Re: [ZODB-Dev] Indexing and dates/times

2010-07-13 Thread Jim Fulton
On Tue, Jul 13, 2010 at 4:35 AM, Pedro Ferreira
jose.pedro.ferre...@cern.ch wrote:
 Hello,

 I am currently trying to devise a way to index and retrieve some
 millions of objects according to their modification date/time. One of
 the problems I'm facing is that of index granularity: I'd like to
 provide to the second granularity,


 will there ever be more than item with the same key?
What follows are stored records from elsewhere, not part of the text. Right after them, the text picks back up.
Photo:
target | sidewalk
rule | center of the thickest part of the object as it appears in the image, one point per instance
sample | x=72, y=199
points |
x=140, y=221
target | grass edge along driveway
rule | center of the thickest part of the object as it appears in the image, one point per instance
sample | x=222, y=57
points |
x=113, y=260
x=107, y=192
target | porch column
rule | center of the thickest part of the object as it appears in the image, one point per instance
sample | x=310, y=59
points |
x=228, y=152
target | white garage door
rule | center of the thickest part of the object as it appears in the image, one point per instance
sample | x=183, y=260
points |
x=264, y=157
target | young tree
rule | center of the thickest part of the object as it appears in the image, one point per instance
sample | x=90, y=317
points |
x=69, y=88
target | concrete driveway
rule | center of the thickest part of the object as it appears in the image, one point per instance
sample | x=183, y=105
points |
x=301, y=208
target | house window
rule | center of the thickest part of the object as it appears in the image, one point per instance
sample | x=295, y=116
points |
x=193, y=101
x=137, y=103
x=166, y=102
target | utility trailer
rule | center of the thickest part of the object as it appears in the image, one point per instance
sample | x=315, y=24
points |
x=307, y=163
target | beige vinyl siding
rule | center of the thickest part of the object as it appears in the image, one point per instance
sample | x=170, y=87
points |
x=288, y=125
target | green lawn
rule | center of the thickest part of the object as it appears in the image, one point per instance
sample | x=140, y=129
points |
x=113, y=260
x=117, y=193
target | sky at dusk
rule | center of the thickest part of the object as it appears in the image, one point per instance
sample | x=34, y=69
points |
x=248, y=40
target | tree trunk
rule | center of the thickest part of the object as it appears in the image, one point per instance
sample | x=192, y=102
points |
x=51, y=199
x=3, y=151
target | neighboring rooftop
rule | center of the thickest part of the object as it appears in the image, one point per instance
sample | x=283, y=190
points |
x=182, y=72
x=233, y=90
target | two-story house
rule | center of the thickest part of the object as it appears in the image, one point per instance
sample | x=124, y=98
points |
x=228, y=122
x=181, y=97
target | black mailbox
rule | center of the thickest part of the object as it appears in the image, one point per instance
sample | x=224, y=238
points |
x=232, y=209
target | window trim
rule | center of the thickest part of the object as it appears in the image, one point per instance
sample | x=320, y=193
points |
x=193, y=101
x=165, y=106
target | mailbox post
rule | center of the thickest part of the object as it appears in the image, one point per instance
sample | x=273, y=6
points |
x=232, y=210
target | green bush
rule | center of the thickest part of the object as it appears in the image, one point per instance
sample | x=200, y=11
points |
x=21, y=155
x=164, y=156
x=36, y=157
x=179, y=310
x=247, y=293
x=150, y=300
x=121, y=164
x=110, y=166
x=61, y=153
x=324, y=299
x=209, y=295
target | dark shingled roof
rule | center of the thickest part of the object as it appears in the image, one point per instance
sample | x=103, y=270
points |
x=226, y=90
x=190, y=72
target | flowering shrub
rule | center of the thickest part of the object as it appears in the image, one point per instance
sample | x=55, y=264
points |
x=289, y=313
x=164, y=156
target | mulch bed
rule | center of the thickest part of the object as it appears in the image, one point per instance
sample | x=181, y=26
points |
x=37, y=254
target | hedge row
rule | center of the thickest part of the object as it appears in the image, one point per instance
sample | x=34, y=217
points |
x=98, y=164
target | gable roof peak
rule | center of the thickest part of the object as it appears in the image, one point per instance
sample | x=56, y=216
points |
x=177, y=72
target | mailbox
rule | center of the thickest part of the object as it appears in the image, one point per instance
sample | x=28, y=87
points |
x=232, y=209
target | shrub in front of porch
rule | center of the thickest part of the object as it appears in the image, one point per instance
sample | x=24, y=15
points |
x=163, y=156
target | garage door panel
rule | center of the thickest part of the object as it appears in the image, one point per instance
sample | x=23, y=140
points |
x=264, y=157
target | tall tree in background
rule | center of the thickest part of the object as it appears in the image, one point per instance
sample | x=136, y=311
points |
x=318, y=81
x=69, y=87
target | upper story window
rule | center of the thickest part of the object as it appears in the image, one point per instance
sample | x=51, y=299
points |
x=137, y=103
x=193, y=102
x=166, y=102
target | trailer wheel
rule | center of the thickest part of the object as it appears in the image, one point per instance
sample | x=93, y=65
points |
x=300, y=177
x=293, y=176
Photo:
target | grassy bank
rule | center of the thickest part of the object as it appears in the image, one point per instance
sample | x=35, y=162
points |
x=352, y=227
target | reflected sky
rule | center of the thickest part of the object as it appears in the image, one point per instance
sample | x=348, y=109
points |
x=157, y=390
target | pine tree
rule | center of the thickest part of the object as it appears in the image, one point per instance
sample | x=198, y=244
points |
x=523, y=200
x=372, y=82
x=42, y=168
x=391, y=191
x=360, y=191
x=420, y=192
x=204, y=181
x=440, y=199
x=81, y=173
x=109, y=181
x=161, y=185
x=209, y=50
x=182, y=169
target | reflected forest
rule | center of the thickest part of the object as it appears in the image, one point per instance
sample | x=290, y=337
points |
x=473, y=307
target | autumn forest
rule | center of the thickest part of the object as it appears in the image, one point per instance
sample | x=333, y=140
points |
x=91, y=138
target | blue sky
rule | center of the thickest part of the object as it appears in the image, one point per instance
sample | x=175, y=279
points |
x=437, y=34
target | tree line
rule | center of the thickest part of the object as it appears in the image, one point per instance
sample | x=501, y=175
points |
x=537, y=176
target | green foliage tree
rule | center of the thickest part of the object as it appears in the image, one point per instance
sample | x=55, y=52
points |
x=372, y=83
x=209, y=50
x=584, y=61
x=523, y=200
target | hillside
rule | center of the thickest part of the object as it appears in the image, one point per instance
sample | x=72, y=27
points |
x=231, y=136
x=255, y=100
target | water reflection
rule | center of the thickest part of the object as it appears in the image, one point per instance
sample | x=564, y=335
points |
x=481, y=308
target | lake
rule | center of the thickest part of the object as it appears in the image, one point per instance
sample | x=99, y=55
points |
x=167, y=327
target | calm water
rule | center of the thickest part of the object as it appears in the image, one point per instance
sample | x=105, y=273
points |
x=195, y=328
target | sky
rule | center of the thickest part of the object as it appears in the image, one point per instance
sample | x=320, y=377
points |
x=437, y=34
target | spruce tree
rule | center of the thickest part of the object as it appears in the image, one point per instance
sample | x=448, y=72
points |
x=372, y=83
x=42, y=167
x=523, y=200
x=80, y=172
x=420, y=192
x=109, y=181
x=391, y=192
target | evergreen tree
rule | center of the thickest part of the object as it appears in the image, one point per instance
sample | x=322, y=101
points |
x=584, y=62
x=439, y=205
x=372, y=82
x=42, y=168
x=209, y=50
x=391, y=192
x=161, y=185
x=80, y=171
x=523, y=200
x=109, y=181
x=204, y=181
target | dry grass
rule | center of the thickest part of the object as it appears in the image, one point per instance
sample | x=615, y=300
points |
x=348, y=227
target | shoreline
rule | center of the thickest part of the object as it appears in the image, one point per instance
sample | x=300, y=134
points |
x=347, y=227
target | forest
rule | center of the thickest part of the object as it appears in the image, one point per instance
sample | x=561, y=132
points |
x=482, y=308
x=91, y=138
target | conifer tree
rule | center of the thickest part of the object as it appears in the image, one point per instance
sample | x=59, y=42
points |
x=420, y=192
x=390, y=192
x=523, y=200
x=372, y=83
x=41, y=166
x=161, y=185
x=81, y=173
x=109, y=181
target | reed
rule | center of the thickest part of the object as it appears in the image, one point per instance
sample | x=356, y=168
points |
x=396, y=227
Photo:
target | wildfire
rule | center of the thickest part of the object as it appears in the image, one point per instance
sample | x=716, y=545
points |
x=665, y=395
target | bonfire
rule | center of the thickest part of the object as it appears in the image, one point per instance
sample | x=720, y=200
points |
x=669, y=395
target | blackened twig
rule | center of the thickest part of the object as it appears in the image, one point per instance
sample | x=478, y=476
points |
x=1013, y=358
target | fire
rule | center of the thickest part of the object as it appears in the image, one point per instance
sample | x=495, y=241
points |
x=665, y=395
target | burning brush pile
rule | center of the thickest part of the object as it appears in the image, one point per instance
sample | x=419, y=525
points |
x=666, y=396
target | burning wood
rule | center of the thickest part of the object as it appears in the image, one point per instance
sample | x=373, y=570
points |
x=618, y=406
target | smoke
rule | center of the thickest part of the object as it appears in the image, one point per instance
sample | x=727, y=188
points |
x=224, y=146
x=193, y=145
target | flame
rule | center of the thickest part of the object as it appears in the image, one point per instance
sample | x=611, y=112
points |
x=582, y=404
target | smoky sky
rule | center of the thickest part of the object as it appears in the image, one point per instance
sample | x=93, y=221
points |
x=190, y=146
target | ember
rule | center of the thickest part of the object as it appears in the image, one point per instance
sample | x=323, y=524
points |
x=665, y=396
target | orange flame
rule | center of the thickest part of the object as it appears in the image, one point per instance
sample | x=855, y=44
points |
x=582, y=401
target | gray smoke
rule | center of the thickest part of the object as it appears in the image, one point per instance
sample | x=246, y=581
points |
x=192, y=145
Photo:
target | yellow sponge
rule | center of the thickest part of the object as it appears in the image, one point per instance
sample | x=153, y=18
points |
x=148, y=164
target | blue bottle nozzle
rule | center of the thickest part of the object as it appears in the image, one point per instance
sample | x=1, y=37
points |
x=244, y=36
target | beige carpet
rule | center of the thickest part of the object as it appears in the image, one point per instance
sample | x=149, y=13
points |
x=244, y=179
 Exactly, that's the problem.

Typically, to model something like this, you's have a BTree who's
values are sets.  If single items are common and you were willing to
work a bit harder, you could have BTrees whos values could be either a
set or a scalar.

 but for that I need some structure
 that lets me do that. So, the options I see are:
  - A timestamp-based


 What do you mean by timestamp


 Well, it could be a UNIX timestamp.

It could be lots of things. I was asking what you meant.

If you used a unix time stamp, you could ise one of the Ix flavors of BTree.



 BTree index - looks highly inefficient, as there
 will be many entries with only one element (probably almost all of
 them),


 I have no idea what you mean by this.


 That's the problem you've already mentioned above.

So, the issue is that you have multiple items with the same
key. This is simply handled by using sets as values ion a BTree.
There are existing index implementations that do this.


 So, in a relational DB i would do something like:

 SELECT * FROM table WHERE timestamp = X AND timestamp = Y

 Since I cannot do this with ZODB,

I don't know what this is. Range seaches? SQL? BTrees and various
index implementations based on the,m support range searches.  of
course, ZODB doesn't support SQL.

 I'd have to have a BTree, indexed by
 timestamp... however, as you said, if I want to the second granularity, I
 will rarely have two items with the same key (which makes it pretty
 useless).

I don't know why it is useless, but it is easily handled.

 So, I was wondering if there is some data structure I can use for this, as
 this seems to be a pretty common use case.

That's why the various indexing(/catalog) schemes already support it.

Jim

--
Jim Fulton
___
For more information about ZODB, see the ZODB Wiki:
http://www.zope.org/Wikis/ZODB/

ZODB-Dev mailing list  -  ZODB-Dev@zope.org
https://mail.zope.org/mailman/listinfo/zodb-dev


Re: [ZODB-Dev] Indexing and dates/times

2010-07-13 Thread Benji York
On Tue, Jul 13, 2010 at 4:35 AM, Pedro Ferreira
jose.pedro.ferre...@cern.ch wrote:
 Hello,
 I am currently trying to devise a way to index and retrieve some
 millions of objects according to their modification date/time.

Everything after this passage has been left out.